Benefits of budgets:
Compel managers to think ahead
Provide an opportunity to re-evaluate existing activities and evaluate new ones
Aid managers in communicating objectives and coordinating actions across the organization
Provide benchmarks to evaluate subsequent performance
Possible human relations problems:
Low level of participation in the budget process
Lack of acceptance of responsibility for the final budget
Incentives to lie and cheat in the budget process
Difficulties in obtaining accurate sales forecasts
An environment where there is a two-way flow of information reduces negative attitudes.
Participative budgets are formulated with the active participation of all affected employees.

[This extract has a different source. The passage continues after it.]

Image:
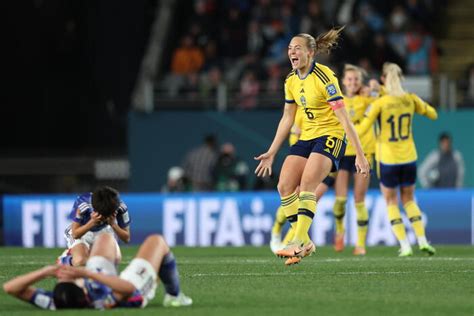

Dysfunctional incentives lead managers to make poor decisions – lying if the budget process creates
incentives to bias budget information. Budgetary slack (budget padding) – an overstatement or
understatement of budgeted revenue to create an easier goal to achieve, and one more complication-
managerial bonuses based on making budget.
, Sales forecasting
A sales forecast is a predication of sales under a given set or conditions. Sales forecasts are usually
prepared under the direction of the top sales executive. The sales budget is the result of decisions to
create conditions that will generate a desired level of sales. To create a master budget a sale forecast
is needed. This can be neutral, negative or positive scenario analysis. The master budget is a
detailed and comprehensive analysis of the first year of the long-rage planning. It summarises the
planned activities or all subunits of an organization.
Sales
Purchases
Production
Distribution
EFR External Financing Required (= gap missing between the total assets and total liabilities and
stockholders’ equity).
Continuous budget/ Rolling budgets are
common form of master budgets that add a
month in the future as the moth just ended is
dropped.
Cash collections it is easier to prepare
budgeted cash collections at the same time as the
sales budget. Cash collections include the
current month’s cash sales plus the previous
moth’s credit sale. Budget cost of goods sold by
multiplying the cost of merchandise sold
percentage by budgeted sales. The total
merchandise need is the sum of budgeted cost of
goods sold plus the desired ending inventory. Finally, compute the required purchases by subtracting
the beginning inventory from total merchandise needed: budgeted purchases = desired ending
inventory + COGS – beginning inventory.
Financial budget
The second major part of the master budget is the financial budget, which consist of the capital
budget, cash budget and ending balance sheet. The cash budget is a statement of planned cash
receipts and disbursements that contains these major sections: available cash balance, net cash
receipts, and disbursement financing. Cash budget available cash = beginning cash balance –
minimum cash balance desired.
Cash receipts depend on the collections from: customers’ accounts receivable, cash sales, and other
operating income sources. Cash disbursement for purchases depend on the credit terms extended by
suppliers and the bill-paying habits of the buyer. Payroll depends on wage, salary and commission
terms and on payroll dates. Ending cash balance = beginning cash balance + receipts – disbursements
+ cash from financing.
The cash from financing can be either positive (borrowing) or negative (repayment). The master
budget is an important management tool for evaluating and revising strategy. The first draft of a
master budget is rarely the final draft. As managers revise strategy, the budgeting process becomes an
integral part of the management process itself – budgeting is planning and communicating.